Polymer dehydration is the process of the loss of water or fluid from the hydropolymer lattice. Loss of water can be due to several factors. An increase in temperature can result in significant and rapid polymer dehydration. The thermal stability of different polymers varies; therefore, dehydration should be tested to determine polymer compatibility with the reservoir. High pressure differentials can also result in polymer dehydration. This may be due to large depths, which require high injection pressure, or small pore sizes, which require high pressure for the polymer to propagate through the pores. Salinity is another significant factor that can impact polymer dehydration. When the formation water salinity is high compared to the hydropolymer water salinity, osmotic pressure causes the salt in the formation water to penetrate the polymer lattice. This results in polymer shrinkage and, therefore, loss of fluid. This can also result in polymer syneresis, which can damage the polymer structure and result in irreversible degradation [15][16][17][18][19][20][21][22][23][24].

Polymer degradation involves permanent damage to the polymer chains. Degradation can occur due to many factors depending on the polymer type and properties. Polymer degradation involves the weakening or destruction of the polymer chains, resulting in the polymer losing its high viscosity, which is attributed to the long chains and the high molecular weight of the polymer prior to degradation.
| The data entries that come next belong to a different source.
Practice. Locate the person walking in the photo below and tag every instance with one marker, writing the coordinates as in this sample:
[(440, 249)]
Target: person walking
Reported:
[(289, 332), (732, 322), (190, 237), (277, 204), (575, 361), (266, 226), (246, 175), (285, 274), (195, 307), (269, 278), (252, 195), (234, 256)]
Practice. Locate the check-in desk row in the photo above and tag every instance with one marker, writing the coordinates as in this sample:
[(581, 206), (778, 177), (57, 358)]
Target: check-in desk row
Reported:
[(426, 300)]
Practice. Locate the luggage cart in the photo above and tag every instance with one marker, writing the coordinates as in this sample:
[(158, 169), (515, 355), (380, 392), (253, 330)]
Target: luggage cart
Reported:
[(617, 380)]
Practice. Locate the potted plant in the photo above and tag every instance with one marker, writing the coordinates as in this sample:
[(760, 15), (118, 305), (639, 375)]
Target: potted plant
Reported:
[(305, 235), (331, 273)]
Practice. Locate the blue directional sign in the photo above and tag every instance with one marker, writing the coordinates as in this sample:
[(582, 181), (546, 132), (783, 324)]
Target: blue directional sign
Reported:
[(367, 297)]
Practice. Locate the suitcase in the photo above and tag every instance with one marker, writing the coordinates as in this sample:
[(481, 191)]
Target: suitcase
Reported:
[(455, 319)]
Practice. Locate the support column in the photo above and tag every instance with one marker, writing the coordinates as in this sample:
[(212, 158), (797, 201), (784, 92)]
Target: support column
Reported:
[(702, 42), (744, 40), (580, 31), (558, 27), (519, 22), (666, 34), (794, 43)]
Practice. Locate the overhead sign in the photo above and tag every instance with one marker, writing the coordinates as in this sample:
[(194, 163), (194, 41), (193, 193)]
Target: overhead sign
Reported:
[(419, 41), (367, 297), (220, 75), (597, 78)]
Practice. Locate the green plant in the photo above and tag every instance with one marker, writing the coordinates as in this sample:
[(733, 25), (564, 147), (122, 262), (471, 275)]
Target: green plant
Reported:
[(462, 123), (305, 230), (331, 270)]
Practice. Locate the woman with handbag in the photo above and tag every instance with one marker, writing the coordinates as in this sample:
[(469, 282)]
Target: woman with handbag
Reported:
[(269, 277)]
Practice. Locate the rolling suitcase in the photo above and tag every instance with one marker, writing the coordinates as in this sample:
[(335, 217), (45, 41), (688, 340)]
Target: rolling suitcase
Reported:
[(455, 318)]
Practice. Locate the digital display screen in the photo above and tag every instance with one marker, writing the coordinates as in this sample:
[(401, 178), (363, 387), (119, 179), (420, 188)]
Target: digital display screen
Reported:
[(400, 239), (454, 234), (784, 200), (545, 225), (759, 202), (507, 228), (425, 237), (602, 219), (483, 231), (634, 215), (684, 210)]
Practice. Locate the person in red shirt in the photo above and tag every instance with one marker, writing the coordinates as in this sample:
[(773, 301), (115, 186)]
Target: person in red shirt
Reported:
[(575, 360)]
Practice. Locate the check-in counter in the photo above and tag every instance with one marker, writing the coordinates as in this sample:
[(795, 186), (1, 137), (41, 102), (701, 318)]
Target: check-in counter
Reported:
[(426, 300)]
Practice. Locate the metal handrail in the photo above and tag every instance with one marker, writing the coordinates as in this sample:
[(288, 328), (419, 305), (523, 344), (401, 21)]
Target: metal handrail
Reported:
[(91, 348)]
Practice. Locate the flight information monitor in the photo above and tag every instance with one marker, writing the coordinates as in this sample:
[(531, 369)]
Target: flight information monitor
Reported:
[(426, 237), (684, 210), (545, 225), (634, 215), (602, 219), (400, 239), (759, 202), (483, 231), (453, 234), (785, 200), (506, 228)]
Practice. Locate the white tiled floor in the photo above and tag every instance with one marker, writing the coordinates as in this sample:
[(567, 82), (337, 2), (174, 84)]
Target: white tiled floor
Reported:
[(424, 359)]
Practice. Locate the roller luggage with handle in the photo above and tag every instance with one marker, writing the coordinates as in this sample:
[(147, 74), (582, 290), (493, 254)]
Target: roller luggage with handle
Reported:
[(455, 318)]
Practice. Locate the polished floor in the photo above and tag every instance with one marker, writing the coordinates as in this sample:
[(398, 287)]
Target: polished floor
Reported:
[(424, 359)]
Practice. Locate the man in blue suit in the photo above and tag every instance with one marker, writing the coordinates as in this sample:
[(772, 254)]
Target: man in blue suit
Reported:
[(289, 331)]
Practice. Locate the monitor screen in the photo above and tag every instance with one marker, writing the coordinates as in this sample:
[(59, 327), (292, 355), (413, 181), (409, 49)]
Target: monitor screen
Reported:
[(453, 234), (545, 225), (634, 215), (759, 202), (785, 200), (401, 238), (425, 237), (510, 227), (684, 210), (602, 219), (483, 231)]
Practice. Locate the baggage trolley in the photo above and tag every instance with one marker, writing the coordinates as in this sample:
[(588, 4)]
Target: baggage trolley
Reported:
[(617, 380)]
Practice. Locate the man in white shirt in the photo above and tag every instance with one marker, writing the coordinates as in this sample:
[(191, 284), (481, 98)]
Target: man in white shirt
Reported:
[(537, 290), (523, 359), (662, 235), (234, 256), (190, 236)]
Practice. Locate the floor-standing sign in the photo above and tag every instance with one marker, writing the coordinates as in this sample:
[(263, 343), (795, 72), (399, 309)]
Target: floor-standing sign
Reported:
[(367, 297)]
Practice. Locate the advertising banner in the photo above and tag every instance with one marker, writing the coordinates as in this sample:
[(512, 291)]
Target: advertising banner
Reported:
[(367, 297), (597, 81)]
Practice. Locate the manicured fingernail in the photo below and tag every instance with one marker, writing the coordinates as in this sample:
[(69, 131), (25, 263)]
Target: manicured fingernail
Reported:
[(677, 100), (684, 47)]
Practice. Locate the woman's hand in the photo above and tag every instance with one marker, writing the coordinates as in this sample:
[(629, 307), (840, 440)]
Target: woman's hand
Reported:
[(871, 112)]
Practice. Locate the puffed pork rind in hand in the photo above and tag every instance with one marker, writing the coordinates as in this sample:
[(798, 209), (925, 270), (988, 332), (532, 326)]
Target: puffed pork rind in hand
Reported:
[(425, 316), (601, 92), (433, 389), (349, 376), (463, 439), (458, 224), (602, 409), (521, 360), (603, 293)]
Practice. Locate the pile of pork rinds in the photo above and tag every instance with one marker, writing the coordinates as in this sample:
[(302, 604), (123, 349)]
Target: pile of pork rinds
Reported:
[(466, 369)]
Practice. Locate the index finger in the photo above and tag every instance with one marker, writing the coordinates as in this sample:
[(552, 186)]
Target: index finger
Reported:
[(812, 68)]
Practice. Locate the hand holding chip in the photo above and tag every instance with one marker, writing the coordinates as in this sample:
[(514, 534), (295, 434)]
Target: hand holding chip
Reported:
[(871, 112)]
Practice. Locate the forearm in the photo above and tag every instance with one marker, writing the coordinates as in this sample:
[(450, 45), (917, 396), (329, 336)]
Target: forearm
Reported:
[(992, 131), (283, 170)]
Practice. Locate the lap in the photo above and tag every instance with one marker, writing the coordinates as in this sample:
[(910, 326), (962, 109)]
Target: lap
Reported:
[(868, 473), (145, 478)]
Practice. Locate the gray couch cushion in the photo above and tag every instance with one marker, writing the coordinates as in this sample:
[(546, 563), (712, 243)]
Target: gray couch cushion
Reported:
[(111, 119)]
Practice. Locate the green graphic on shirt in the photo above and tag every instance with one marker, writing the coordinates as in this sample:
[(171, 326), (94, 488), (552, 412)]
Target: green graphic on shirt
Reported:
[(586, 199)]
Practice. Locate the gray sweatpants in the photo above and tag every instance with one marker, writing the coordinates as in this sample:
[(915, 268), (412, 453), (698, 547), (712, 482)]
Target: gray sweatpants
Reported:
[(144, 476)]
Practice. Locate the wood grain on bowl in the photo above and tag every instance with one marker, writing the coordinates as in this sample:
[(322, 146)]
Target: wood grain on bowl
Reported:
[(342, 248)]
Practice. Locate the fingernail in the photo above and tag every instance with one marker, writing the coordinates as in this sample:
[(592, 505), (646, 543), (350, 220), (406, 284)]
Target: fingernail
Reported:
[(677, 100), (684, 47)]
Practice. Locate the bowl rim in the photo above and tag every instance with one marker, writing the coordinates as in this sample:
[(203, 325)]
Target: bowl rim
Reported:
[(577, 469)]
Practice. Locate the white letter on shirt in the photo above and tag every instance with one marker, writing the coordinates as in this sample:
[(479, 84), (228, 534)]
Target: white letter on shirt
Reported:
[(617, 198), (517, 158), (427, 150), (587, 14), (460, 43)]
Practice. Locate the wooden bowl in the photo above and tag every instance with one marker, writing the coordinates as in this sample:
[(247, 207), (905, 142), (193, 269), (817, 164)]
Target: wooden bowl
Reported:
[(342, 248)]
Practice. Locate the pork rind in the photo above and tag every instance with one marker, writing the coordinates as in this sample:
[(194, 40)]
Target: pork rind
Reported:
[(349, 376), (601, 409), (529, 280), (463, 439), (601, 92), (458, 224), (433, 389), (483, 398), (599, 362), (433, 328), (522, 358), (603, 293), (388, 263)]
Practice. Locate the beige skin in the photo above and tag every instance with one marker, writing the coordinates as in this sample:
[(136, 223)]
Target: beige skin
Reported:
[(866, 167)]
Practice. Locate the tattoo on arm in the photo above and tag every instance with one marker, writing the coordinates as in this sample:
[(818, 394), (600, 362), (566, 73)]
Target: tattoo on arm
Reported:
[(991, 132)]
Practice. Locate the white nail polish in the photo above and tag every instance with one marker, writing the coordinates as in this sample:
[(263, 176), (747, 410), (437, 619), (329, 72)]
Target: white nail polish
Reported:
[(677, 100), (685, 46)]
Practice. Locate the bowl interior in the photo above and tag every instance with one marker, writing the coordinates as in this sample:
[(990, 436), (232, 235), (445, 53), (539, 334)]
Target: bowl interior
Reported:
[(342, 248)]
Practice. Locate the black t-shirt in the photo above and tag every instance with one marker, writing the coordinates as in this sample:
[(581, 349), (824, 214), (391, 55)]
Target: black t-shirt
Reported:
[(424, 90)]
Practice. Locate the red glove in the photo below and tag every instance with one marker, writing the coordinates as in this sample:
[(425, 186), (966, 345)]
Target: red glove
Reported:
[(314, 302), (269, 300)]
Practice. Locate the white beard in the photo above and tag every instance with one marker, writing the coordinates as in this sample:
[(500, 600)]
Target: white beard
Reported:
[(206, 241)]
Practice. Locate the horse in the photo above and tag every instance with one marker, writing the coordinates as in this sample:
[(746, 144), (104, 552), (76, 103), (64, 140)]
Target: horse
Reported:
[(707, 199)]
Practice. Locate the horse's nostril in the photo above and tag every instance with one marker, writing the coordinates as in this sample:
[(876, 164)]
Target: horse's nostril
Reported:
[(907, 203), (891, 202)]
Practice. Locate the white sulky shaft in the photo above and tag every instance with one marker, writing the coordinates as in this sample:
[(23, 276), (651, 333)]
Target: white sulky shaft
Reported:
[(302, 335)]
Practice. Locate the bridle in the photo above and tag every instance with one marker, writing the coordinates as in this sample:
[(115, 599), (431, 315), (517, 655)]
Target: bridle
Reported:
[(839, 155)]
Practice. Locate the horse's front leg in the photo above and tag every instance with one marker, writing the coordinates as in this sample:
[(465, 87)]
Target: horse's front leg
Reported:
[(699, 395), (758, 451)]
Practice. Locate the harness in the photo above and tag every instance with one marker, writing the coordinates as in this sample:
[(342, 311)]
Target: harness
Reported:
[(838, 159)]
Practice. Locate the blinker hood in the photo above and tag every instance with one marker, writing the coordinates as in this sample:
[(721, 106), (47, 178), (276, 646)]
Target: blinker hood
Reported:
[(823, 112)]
Degradation is a strong function of the polymer limitations and can occur due to excessive temperature, pressure differentials, pH, salinity (including both monovalent and divalent cations), gasses such as carbon dioxide or hydrogen sulfide, pore size distribution in the formation, or shearing of the polymer during injection [57][58][59][60][61].

Polymer syneresis is the process of the loss of fluid from the polymer, which results in an increase in polymer rigidity and a significant reduction in polymer mobility. Syneresis differs from dehydration in that syneresis is usually associated with polymer structural degradation. This results in difficulty for the polymer structure in reabsorbing the lost fluid; therefore, the polymer degrades beyond return. In contrast, if the polymer dehydrates, it can be rehydrated by the addition of fluid, usually water. Polymer syneresis is impacted by the same factors that impact polymer degradation and dehydration.

During its injection, the polymer is subjected to extremely high shear rates. This shearing can damage the polymer chain and result in excessive polymer degradation. Some types of polymers can resist shearing more than others depending on their molecular structure. Vinyl acetate polymer can withstand some degree of shearing, for example, compared to weaker polymers such as acetic acid-based polymers. Although shearing cannot be entirely avoided, it can be reduced by proper design of the polymer injection on the surface. If the polymer is homogenously dissolved in the water, shearing tends to be significantly reduced. Decreasing the injection time and the injection pressure also tends to reduce polymer shearing [2][3][4][5][6][7][8][62][63].

5. Conclusions

  • Polymer-enhanced oil recovery is one of the most applied EOR methods in terms of both laboratory studies and field applications. The main factors impacting polymer injection are tied to polymer selection, reservoir rock and fluid properties, polymer concentration, and injection methodology.
  • Polymer degradation is represented in multiple steps depending on the severity of impact. This can include the less severe dehydration and partial hydrolysis and the more severe shearing and syneresis.
  • When coupled with other chemical EOR methods, polymers can be used in two main manners: either as a mechanism to support oil recovery by increasing sweep efficiency or as a sacrificial polymer to avoid the loss of the more costly surfactant to the formation.
  • Some polymers can pose severe environmental concerns, especially if they react with underground fluids or break down into hazardous chemicals.